Consider an API route like POST /api/v1/accounts/:account_id/transactions that expects a Bearer token in the request header. Without proper rate limiting or token introspection safeguards, an attacker can automate requests with guessed tokens and observe differences in response behavior—such as 200 OK versus 403 Forbidden—to infer validity. Because Bearer tokens are often high-entropy strings, the risk is not trivial guessing but rather token discovery via insufficiently protected endpoints or weak token entropy. The attack surface is the unauthenticated path that still accepts Bearer tokens, enabling black-box probing of authorization boundaries.
In a real-world scenario, an attacker might use a list of leaked tokens or generate candidates based on weak entropy sources, sending requests with headers such as Authorization: Bearer eyJhbGciOiJIUzI1NiIsInR5cCI6IkpXVCJ9. If the application returns detailed error messages or inconsistent HTTP status codes, it may leak information about token validity. Moreover, if token revocation or rotation is not enforced, compromised tokens remain usable until expiration. This combination of predictable token handling, permissive unauthenticated access, and informative responses can facilitate account takeover or unauthorized data access within Hanami services.
Bearer Tokens-Specific Remediation in Hanami — concrete code fixes
Remediation focuses on ensuring Bearer token validation is strict, rate-limited, and resistant to enumeration. In Hanami, you can enforce token checks within action-level before filters and ensure responses do not reveal token validity. The following Hanami controller example demonstrates a robust pattern for Bearer token verification with constant-time comparison and clear separation of concerns.
require "hanami/controller"
module Web::Controllers::Api::V1
class BaseAction
include Hanami::Action
private
def authenticate_bearer_token!
auth_header = request.env["HTTP_AUTHORIZATION"]
return halt_unauthorized unless auth_header&.start_with?("Bearer ")
token = auth_header.split(" ", 2).last
# Use constant-time comparison to avoid timing attacks
valid = secure_compare(token, expected_token)
halt_unauthorized unless valid
end
def expected_token
# Retrieve token securely from environment or encrypted configuration
ENV["API_BEARER_TOKEN"]
end
def secure_compare(a, b)
return false if a.nil? || b.nil? || a.bytesize != b.bytesize
l = a.unpack "C*"
res = 0
b.each_byte { |byte| res |= byte ^ l.shift }
res == 0
end
def halt_unauthorized
self.status = 401
self.body = { error: "Unauthorized" }.to_json
halt
end
end
end
In this example, the authenticate_bearer_token! method checks for the Bearer prefix, extracts the token, and performs a constant-time comparison using secure_compare to mitigate timing attacks. The token is sourced from an environment variable, avoiding hardcoded secrets. Apply this filter to relevant actions or use a base controller to enforce authentication across API endpoints.

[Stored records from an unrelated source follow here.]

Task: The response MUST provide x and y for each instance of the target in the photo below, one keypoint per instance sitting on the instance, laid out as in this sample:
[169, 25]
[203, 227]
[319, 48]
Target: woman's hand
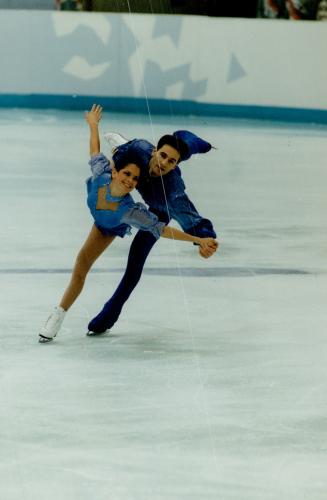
[208, 246]
[94, 116]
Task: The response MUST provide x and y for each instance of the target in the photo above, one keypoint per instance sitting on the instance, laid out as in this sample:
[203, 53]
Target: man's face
[163, 160]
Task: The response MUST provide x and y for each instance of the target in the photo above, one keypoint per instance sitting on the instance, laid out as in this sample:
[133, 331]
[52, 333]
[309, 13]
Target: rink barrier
[164, 107]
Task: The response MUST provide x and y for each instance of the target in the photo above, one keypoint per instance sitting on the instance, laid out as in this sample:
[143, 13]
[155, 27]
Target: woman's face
[125, 180]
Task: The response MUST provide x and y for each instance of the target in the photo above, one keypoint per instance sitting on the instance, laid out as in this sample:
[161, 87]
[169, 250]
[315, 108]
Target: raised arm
[93, 117]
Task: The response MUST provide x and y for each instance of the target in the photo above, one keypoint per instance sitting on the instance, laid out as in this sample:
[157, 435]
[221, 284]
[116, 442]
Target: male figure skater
[163, 189]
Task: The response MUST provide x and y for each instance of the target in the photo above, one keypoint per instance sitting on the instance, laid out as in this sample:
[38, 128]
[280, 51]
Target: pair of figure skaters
[156, 175]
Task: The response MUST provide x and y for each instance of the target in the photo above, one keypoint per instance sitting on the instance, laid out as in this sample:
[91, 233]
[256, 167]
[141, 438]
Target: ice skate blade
[96, 334]
[44, 340]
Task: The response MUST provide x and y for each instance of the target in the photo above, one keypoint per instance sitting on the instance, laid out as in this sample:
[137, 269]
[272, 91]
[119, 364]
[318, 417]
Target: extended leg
[93, 247]
[139, 251]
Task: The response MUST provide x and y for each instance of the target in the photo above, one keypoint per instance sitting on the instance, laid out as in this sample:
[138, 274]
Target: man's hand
[208, 246]
[94, 116]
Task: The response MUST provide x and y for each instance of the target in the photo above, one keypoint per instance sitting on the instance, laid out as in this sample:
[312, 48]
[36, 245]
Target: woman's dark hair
[172, 141]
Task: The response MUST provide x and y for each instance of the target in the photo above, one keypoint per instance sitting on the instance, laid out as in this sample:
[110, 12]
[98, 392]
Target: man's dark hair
[172, 141]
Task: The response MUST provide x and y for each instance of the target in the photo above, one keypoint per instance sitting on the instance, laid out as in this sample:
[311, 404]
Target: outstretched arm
[93, 117]
[207, 245]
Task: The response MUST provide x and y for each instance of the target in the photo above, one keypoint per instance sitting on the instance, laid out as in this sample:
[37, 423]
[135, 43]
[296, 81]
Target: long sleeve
[141, 218]
[182, 209]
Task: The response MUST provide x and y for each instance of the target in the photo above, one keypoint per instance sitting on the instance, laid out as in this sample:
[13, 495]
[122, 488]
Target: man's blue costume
[167, 199]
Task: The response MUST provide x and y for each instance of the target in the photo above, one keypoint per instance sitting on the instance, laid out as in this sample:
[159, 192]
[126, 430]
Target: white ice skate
[114, 140]
[52, 325]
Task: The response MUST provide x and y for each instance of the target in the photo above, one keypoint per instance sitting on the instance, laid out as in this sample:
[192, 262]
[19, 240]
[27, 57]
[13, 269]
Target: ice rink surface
[213, 383]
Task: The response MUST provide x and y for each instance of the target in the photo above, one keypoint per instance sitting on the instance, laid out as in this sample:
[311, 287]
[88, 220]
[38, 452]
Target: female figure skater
[114, 212]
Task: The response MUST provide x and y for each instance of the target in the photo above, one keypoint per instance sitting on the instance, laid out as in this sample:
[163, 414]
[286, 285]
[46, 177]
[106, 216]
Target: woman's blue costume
[128, 213]
[167, 199]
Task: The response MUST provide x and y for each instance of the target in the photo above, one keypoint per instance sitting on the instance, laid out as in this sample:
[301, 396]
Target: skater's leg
[93, 247]
[139, 251]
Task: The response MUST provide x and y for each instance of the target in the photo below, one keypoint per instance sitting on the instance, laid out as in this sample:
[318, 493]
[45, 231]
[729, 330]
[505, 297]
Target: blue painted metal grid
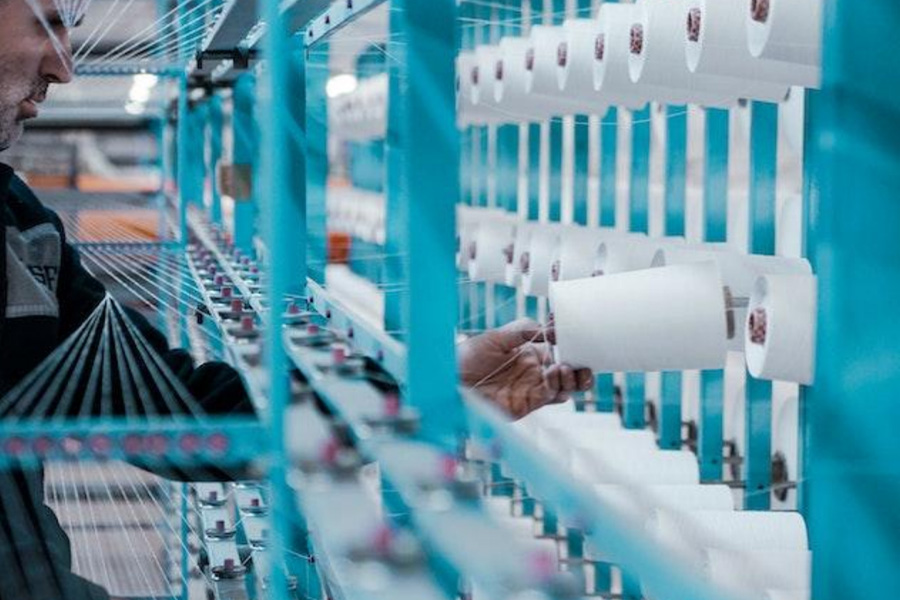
[835, 258]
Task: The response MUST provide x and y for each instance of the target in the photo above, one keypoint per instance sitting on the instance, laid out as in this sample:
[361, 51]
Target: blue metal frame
[715, 210]
[431, 182]
[634, 395]
[244, 158]
[852, 474]
[676, 189]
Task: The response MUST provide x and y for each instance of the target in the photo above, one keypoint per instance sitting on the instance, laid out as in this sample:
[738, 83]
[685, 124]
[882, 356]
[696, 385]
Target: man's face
[35, 51]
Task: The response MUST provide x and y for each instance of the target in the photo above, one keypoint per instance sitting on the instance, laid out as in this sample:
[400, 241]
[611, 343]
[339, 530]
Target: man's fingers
[585, 379]
[553, 380]
[519, 332]
[567, 377]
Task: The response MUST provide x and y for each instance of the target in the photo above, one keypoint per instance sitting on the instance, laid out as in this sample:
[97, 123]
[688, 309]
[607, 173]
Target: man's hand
[513, 367]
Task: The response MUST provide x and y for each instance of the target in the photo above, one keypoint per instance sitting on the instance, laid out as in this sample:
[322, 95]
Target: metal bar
[283, 210]
[332, 20]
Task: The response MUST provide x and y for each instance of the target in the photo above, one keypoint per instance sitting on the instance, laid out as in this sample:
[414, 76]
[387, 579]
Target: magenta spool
[695, 21]
[758, 326]
[637, 39]
[759, 10]
[600, 47]
[562, 54]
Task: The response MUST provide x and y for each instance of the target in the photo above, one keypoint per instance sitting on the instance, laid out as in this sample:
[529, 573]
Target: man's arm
[216, 386]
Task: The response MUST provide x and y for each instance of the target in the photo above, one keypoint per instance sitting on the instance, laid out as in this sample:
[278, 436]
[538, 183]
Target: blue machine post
[676, 188]
[604, 387]
[481, 164]
[183, 144]
[758, 400]
[469, 164]
[852, 471]
[431, 180]
[534, 160]
[244, 159]
[283, 149]
[557, 133]
[215, 155]
[634, 394]
[316, 183]
[715, 209]
[507, 178]
[394, 268]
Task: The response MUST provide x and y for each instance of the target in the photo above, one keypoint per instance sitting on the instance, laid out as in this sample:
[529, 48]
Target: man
[45, 295]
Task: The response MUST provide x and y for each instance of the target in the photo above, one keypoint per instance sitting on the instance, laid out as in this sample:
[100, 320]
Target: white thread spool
[537, 261]
[785, 30]
[484, 82]
[575, 72]
[656, 57]
[716, 47]
[488, 252]
[667, 319]
[642, 500]
[792, 120]
[519, 247]
[749, 570]
[509, 84]
[629, 254]
[564, 444]
[611, 50]
[739, 274]
[781, 329]
[575, 255]
[466, 229]
[559, 415]
[639, 502]
[468, 113]
[542, 61]
[625, 466]
[740, 531]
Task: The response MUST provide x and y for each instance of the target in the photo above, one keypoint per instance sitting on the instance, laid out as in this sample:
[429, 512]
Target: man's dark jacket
[45, 294]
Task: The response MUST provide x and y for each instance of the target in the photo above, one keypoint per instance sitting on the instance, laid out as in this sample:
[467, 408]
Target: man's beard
[11, 126]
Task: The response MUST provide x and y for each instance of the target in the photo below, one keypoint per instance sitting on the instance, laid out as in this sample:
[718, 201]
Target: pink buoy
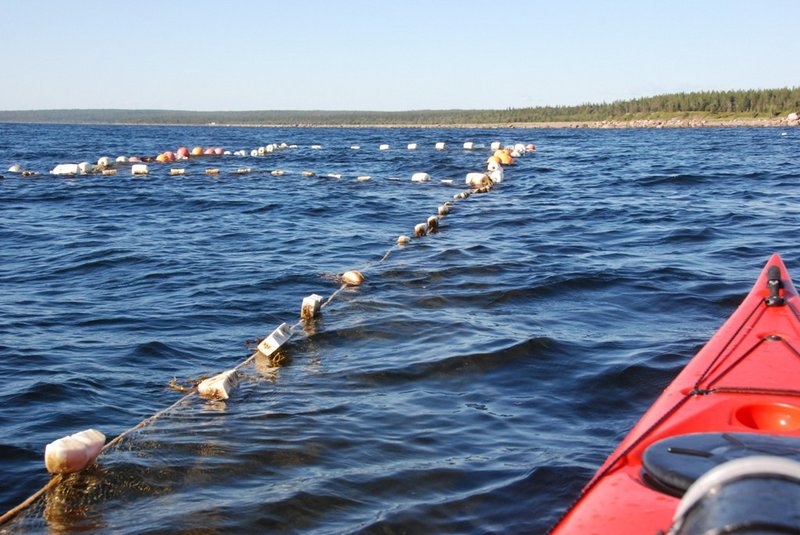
[73, 453]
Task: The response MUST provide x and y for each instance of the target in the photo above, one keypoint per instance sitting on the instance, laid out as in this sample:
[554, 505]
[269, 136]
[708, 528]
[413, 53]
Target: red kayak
[718, 451]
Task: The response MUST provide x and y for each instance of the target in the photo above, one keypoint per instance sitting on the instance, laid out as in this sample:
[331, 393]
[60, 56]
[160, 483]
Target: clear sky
[386, 54]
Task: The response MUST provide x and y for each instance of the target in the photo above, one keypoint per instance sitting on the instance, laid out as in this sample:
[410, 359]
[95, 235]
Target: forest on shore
[705, 105]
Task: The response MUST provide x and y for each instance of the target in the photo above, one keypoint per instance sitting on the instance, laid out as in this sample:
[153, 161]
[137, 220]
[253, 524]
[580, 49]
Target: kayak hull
[744, 380]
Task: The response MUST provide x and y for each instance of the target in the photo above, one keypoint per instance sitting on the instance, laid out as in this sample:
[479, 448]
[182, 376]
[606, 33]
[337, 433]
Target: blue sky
[386, 55]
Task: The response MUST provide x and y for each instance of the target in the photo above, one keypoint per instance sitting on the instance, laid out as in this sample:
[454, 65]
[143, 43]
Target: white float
[65, 169]
[220, 386]
[352, 278]
[477, 179]
[73, 453]
[139, 169]
[275, 340]
[85, 168]
[311, 306]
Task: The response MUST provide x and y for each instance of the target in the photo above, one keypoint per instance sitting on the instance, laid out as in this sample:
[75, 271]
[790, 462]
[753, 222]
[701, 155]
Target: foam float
[65, 169]
[478, 180]
[275, 340]
[139, 169]
[74, 452]
[220, 386]
[311, 307]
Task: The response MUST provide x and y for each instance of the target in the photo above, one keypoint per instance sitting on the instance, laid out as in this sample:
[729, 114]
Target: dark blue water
[472, 385]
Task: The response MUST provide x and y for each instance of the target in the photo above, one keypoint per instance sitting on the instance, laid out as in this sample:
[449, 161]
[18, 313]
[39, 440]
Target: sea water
[472, 384]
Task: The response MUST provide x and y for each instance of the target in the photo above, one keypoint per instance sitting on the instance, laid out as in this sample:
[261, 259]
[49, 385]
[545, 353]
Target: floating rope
[272, 343]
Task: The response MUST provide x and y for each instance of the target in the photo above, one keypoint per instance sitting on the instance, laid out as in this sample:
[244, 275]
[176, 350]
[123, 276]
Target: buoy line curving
[87, 445]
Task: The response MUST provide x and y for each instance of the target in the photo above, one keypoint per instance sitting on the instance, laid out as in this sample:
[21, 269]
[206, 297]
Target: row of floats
[139, 166]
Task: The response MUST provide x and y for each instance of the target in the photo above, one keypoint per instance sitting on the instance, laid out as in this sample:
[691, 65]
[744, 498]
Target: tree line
[757, 103]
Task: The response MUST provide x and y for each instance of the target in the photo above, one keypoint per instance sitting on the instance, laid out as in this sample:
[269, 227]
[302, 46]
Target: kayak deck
[745, 380]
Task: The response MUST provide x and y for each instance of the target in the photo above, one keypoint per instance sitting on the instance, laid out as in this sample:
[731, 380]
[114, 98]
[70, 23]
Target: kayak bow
[737, 397]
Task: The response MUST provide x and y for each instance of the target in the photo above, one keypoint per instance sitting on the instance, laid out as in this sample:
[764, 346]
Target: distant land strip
[761, 107]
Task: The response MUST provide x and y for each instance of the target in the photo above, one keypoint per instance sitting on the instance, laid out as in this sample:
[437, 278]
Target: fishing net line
[148, 461]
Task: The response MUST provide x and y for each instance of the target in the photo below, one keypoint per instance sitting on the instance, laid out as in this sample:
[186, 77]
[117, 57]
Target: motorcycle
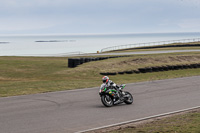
[110, 96]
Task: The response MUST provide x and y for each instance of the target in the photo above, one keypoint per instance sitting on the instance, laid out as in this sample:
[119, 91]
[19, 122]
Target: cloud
[190, 23]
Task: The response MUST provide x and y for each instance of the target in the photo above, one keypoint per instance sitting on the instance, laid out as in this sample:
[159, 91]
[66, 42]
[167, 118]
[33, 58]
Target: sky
[98, 16]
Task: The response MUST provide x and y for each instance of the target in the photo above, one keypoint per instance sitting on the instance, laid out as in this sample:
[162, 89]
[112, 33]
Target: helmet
[105, 79]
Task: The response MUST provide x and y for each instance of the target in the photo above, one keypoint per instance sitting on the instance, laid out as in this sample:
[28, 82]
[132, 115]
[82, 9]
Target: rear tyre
[129, 98]
[107, 100]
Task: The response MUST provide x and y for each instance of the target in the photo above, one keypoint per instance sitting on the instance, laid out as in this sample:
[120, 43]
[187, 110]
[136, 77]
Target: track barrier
[155, 69]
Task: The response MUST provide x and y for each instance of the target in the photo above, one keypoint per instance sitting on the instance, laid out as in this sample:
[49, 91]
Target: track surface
[72, 111]
[134, 53]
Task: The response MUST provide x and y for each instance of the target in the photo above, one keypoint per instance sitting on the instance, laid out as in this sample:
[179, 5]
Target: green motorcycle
[110, 96]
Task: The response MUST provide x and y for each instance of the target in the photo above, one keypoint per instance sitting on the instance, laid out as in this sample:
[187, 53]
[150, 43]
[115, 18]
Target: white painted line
[137, 120]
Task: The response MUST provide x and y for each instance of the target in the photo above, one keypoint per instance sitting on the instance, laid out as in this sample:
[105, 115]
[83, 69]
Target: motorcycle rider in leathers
[112, 85]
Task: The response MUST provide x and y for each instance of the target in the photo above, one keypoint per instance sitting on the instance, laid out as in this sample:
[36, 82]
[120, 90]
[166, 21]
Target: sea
[60, 45]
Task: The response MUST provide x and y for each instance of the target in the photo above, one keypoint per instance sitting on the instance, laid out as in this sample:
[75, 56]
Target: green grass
[30, 75]
[185, 123]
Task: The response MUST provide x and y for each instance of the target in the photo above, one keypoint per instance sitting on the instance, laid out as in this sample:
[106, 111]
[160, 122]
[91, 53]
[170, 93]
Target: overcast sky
[98, 16]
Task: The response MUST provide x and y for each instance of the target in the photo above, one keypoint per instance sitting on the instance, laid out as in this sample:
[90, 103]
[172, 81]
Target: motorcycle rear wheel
[130, 98]
[107, 100]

Additionally, integrate rate limiting at the rack layer or within your deployment infrastructure to restrict the number of requests with Bearer tokens from a single IP or token within a time window. For example, using rack-attack in a Hanami application can limit brute force attempts:
# config/initializers/rack_attack.rb
class Rack::Attack
throttle("bearer_token_attempts/ip", limit: 30, period: 60) do |req|
if req.path.start_with?("/api") && req.get? == false
req.env["HTTP_AUTHORIZATION"]&.split(" ")&.last
end
end
throttle("bearer_token_attempts/token", limit: 100, period: 60) do |req|
if req.path.start_with?("/api") && req.get? == false
auth = req.env["HTTP_AUTHORIZATION"]
auth.split(" ")&.last if auth&.start_with?("Bearer ")
end
end
self.throttled_response = lambda do |env|
[
429,
{ "Content-Type" => "application/json" },
[{ error: "Too many requests" }].to_json
]
end
end
These measures ensure that brute force attempts against Bearer token endpoints are constrained, and token validation remains resistant to leakage. Combine this with secure token generation, short expiration times, and regular rotation to reduce the impact of any potential compromise.